The state of Arkansas is known for a few things – its hot springs, the home of Walmart, poultry production and the nation’s only active diamond mine among them.

Two of the state’s running stores are making a strong case that Arkansas gain notoriety for something else: resilience.

In recent weeks, two Arkansas shops, Rock City Running in Little Rock and True Grit Running Company in Fort Smith, faced unexpected adversity that challenged their resolve and their respective futures. Both, however, displayed strength, resilience, and spirit and have recovered in quick time.

A Car Runs Through True Grit Running

About 11:15 a.m. on Tuesday, April 18, a car crashed through True Grit Running Company’s Rogers Avenue storefront, ripping through product displays and mannequins before stopping at a pillar in the center of the shop’s retail floor.

“The car made it into our showroom completely and with room to spare,” True Grit owner Melissa Vitale reports.

The crash shattered the store’s exterior glass, mangled window framing and damaged the showroom floor. It also sent inventory, including the store’s nutrition cart, flying toward the rear of the store.

“And our Garmin case is no more,” Vitale adds.

Soon after the crash, the fire department arrived and removed the white sedan from True Grit’s showroom. Thereafter, True Grit employees, family and friends poured into the store to assist with clean up, using the store’s rear warehouse space as a product triage area of sorts. The store’s Oofos rep visited with coffee and the local Chick-fil-A supplied an afternoon meal.

By evening, the store’s windows were boarded up, providing Vitale a small measure of peace and security amid a harrowing day. The next morning, True Grit reopened for business.

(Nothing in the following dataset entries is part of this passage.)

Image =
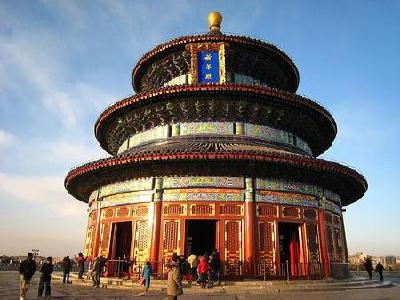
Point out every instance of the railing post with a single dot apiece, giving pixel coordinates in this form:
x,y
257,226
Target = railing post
x,y
287,271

“We got right back to it, and outside of some plywood covering up a window, you wouldn’t know anything happened,” says Vitale, who worried the store might be shuttered for weeks when she first saw the wreckage.

Planning to do a spring sale at the end of April, Vitale accelerated those plans and hosted an aptly named “Doorbuster” sale starting on April 20. The sale generated the two biggest revenue days in True Grit’s seven-year history. The store’s speedy recovery proved its name a fitting one.

“While traumatic, I think the event reinvigorated us,” Vitale says. “We were able to get through this together, heal and gather new momentum and good vibes.”

A Tornado Tears Up Rock City Running

Around 2:20 p.m. on March 31, just hours after Rock City Running opened packet pickup for the Capital City Classic 10k with a line extending out the door and down the block, an EF3 tornado tore through the Little Rock store. 

Though none of the dozen or so people in the running store were seriously hurt – thanks to the noble-minded efforts of Rock City Running owner Bill Torrey and others ushering folks to safety – the twister ripped off the building’s roof and left the entire retail store a garbled mess of debris.

“We managed to get out some Garmins and the cash in the register, but everything else – the inventory, display cases, furniture — all gone,” Torrey reports.

The windows and doors of Rock City Running and its commercial neighbors have been boarded up since the devastating March 31 event while temporary fencing prohibits anyone from entering the premises. Given the extensive damage, the shopping complex is likely to be razed.

In the aftermath of the storm, Little Rock’s running community rallied around Torrey, a longtime fixture in the local running scene, and his 10-year-old retail store. On April 8, some 350 people participated in a fun run to support Rock City Running’s recovery while others made donations to the tune of more than $50,000.

“We’re fortunate and blessed,” Torrey says of the support that came his store’s way. “We have a family that’s been so supportive and couldn’t be luckier for that.”

Now, Torrey and his team are hustling to recover and reopen so they can resume serving the Little Rock community. 

Nineteen days after the tornado, Torrey signed the lease on a new storefront about a mile away from Rock City Running’s former home. He and his team continue the process of building out the space and working with vendors to secure product. Torrey hopes to reopen Rock City Running in its new home on June 1, an admittedly ambitious target.

“But we have a team of go-getters who just know how to get things done,” Torrey says. “I know we’ll be coming back even stronger.”